Objects are distinguished by their often stateful nature as they bundle together data/internal state, and operations over that internal state. Often such internal state is hidden or "encapsulated" from the client, and the internal state is only modifiable (if at all) via the object's class' set of public methods/operations. Objects with immutable internal state are more akin to closures from functional programming - that is, functions with access to a "parent lexical scope" or "environment."

Between the two extremes exists an entire spectrum of mixed-paradigm languages that incorporate features of both approaches to structuring and modelling a software solution.

[0] https://wiki.c2.com/?ExpressionProblem

[1] https://en.wikipedia.org/wiki/Composition_over_inheritance

That's not right. The difference between data and control flow oriented programming is the difference between laziness and eagerness. The difference between imperative and functional programming is largely one of abstraction, not a feature in itself.
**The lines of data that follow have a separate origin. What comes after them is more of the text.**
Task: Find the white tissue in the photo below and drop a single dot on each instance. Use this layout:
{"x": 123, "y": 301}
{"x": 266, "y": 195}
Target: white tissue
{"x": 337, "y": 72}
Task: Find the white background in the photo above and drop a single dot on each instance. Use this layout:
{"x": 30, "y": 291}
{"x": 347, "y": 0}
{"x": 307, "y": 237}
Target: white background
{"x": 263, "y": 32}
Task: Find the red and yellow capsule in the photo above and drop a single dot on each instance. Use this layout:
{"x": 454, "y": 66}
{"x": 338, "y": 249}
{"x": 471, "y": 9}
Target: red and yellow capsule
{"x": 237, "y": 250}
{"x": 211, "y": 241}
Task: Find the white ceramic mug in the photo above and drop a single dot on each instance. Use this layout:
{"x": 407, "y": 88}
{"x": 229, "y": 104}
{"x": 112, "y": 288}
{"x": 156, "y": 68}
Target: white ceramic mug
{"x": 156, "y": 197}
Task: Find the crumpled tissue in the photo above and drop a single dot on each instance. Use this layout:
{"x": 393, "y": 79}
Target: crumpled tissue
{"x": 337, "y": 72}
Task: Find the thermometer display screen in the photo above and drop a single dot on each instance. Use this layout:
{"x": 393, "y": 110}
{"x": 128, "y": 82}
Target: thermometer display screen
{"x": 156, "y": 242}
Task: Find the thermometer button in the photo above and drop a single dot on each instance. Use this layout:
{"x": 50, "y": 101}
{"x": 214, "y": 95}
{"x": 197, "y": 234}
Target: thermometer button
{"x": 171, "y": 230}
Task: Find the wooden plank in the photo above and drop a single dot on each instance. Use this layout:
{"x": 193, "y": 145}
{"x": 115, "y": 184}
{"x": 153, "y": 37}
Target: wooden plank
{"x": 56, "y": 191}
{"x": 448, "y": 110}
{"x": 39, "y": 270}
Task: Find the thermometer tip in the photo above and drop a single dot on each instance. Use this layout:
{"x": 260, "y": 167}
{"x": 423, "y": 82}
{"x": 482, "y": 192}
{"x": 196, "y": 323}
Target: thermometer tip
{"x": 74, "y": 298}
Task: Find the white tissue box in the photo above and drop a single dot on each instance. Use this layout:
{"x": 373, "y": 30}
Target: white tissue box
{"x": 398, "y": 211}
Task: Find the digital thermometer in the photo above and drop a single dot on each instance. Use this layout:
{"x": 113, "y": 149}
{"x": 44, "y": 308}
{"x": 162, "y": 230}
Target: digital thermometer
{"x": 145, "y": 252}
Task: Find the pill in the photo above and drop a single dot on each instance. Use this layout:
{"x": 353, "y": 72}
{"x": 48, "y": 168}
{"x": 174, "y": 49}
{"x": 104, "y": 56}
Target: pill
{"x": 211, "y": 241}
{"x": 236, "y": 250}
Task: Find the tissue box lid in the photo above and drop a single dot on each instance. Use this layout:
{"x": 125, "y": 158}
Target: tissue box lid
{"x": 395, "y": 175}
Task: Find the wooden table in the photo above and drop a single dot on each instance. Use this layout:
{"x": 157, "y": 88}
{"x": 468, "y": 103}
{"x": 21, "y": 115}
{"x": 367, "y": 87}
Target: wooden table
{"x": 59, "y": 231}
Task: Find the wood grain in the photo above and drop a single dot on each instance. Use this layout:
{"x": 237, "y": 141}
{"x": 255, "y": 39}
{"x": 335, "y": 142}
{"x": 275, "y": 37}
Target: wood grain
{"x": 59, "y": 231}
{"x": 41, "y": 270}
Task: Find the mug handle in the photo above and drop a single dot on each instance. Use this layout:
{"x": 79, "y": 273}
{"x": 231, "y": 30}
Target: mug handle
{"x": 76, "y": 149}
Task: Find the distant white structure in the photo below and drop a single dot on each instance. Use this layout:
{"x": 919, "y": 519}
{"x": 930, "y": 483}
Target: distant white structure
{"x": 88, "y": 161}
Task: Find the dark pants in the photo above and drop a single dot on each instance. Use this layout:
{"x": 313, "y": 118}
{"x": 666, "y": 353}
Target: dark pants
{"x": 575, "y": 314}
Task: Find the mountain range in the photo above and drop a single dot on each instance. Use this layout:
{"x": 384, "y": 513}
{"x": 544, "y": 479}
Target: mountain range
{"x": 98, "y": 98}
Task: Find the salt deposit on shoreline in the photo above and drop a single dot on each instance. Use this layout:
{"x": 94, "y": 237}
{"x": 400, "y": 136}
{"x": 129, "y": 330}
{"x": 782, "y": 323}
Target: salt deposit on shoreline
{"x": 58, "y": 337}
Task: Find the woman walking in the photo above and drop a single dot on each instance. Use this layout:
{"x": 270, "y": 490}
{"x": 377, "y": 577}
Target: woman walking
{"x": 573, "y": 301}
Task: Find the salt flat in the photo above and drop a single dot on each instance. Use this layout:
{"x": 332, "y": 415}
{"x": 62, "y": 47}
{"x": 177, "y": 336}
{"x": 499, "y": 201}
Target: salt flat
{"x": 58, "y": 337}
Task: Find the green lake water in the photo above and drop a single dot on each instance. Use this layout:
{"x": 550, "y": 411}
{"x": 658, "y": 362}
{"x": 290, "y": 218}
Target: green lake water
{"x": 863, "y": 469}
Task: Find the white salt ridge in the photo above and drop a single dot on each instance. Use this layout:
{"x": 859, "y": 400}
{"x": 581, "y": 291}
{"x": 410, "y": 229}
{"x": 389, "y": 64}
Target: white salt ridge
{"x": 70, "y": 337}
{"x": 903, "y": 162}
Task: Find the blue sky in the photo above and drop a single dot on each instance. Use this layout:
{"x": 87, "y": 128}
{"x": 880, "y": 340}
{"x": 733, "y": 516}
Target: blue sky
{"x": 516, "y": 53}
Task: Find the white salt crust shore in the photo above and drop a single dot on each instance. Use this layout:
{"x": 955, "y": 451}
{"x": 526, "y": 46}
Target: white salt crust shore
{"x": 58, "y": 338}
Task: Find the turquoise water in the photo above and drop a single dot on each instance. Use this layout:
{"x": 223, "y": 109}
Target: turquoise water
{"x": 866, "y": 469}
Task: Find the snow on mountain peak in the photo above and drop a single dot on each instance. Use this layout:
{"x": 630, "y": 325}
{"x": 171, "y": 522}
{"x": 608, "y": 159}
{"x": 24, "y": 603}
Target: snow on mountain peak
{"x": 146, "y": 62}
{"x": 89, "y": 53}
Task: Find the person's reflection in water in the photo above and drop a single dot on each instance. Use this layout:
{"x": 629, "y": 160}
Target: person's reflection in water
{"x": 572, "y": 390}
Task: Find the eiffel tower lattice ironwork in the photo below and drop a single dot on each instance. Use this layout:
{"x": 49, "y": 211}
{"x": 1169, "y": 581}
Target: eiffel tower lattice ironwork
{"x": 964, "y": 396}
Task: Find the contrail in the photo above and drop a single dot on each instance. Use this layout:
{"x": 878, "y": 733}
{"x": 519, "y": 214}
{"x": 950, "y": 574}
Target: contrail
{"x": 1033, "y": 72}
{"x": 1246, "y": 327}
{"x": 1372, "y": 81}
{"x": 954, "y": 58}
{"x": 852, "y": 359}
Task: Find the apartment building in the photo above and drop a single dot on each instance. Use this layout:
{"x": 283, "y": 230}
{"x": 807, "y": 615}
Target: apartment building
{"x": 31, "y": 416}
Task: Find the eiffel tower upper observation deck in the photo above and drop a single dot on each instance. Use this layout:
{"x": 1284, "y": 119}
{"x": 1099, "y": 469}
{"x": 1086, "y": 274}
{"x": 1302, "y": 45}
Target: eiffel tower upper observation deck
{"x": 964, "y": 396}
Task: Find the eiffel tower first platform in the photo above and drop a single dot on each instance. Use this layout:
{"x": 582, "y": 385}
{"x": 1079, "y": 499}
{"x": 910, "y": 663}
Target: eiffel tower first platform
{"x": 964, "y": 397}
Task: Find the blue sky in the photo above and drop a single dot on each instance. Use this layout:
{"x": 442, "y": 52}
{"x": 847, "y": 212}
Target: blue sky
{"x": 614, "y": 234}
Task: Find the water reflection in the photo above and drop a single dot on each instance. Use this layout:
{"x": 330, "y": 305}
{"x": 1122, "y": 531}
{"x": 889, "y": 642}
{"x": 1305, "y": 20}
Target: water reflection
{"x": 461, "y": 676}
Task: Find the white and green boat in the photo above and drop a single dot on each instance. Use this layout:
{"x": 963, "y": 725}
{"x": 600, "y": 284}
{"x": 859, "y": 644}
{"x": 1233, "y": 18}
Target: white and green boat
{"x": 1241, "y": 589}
The genuine core feature of FP is the separation of data and methods, that stands in contrast not to imperative programming but object oriented programming, whose core feature is fusion of data and methods. Functional programming tries to address complexity by separation of concerns, pulling data and methods apart, OO tries to address complexity by encapsulation, pulling data and methods into purely local contexts.

This is also where the association between FP and static typing comes from that the post briefly mentions. Pulling data and functionality aside lends itself to programming in a global, sort of pipe based way where types act like a contract between different interacting parts, whereas the information hiding of OO lends itself to late binding and dynamic programming, taken to its most extreme version in say, Smalltalk.